Another freed American, 44-year-old John Thompson, said, "I was in Iraq for the last four years, working on a Baghdad city master plan."

Thompson said he was eager to see his 68-year-old mother, Lilo Thompson of Frankfurt, Germany, because she is going blind. "She had a retinal separation, and the stress that I'm stuck in Iraq had caused her a heart attack," he said. "I'm her only child and she wanted to see me badly."

No list of all 14 Americans was released by officials, and no other names were immediately available.

About 1,000 Americans remain trapped in Iraq and Kuwait.

There were also indications, meanwhile, that the Arab world was softening its hard line in dealing with Iraq - including a statement by Saudi King Fahd that Saddam would not lose face if he were to withdraw his troops.

If Iraq restores the al-Sabah family as Kuwait's rulers, Saudi Arabia and Egypt said there could be talks on the disputes that led to the invasion of the oil-rich emirate.

A Kuwaiti newspaper in Saudi Arabia reported on Monday that Saddam had dreamed the prophet Mohammed appeared before him and said Iraq's missiles "were pointed in the wrong direction."

The missiles are aimed toward Saudi Arabia, where a U.S.-led multinational force is assembled.

Middle East observers said the dream report indicated Saddam could be preparing his people for a withdrawal from Kuwait.

White House spokesman Marlin Fitzwater, with President Bush in Burlington, Vt., said Tuesday of Saddam's reported dream, "No comment on dreams. I have enough problem dealing with reality."

After overrunning Kuwait on Aug. 2, Saddam detained some foreign nationals as "human shields" at strategic sites in Iraq. He refused to allow many other foreigners to leave Iraq and occupied Kuwait. None of the Americans freed Tuesday was part of the "human shield."

In Washington, Saudi Arabia's ambassador denied Tuesday that the kingdom wants Kuwait to yield territory to invading Iraq. "This is a decision for the Kuwaitis, not for us," Prince Bandar said.

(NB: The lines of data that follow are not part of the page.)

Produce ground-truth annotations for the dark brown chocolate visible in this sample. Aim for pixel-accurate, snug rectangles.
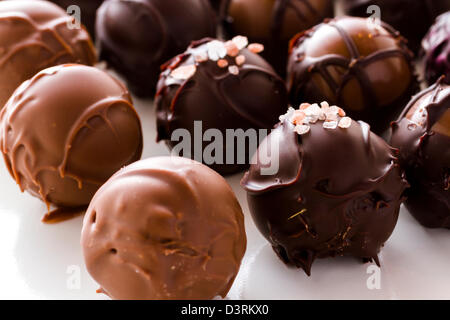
[81,157,246,300]
[391,79,450,229]
[221,0,334,76]
[0,0,96,109]
[343,0,450,53]
[97,0,216,97]
[0,65,142,219]
[155,36,288,175]
[241,103,407,275]
[287,17,419,133]
[46,0,103,38]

The Saudi ambassador was summoned to the State Department after reports quoting the Saudi Defense Minister, Prince Sultan, had raised the possibility of giving Iraq some Kuwaiti territory in order to defuse the Persian Gulf crisis.

Saddam "should not be under any disillusion," Bandar told reporters as he arrived for a meeting with Secretary of State James A. Baker III.

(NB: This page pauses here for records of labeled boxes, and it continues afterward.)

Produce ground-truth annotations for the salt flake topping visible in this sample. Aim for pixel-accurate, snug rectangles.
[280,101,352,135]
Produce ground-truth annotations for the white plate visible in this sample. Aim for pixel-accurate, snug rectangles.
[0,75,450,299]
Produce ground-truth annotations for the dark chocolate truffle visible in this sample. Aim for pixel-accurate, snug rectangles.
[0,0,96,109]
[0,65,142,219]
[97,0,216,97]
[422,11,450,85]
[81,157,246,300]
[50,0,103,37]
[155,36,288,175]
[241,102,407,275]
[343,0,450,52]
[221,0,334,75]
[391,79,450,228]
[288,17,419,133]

"This is a decision for the Kuwaitis, not for us," the ambassador said. "But we don't think aggression should be rewarded."

In another development, former British Prime Minister Edward Heath met with Iraqi Foreign Minister Tariq Aziz Tuesday to arrange freedom for 50 or more Britons. There are an estimated 1,400 Britons in Kuwait and Iraq.

Also Tuesday, five Finnish men left Iraq.

Kuwait's emir, Sheik Jaber al-Ahmed al-Sabah, met in London Tuesday with British Prime Minister Margaret Thatcher to discuss the future of his nation. Thatcher reportedly stressed that Britain stands behind the United States in demanding that Saddam withdraw all his troops unconditionally.

Oil prices dropped by more than $5 a barrel Monday amid reports the Saudis might agree to let Iraq keep some Kuwaiti territory but recovered somewhat in trading in London Tuesday. Since the invasion, when the world oil price was $22 a barrel, oil prices have fluctuated wildly, at one point topping $40 a barrel.

Oil prices plunged Monday following reported remarks made on Sunday by Prince Sultan that Arab nations are willing to grant Iraq "all its rights." That was interpreted as a sign the Saudis are prepared to agree to territorial concessions by Kuwait.

The same day, however, Prince Sultan reiterated that "any solution must provide for an unconditional Iraqi pullout from Kuwait and the return of the rule of the al-Sabah family."

A reporter who covered the speech for The Associated Press said the prince declared "rights, whether valid or doubtful" could always be discussed, but only after Iraqi withdrawal - with no mention of "all rights."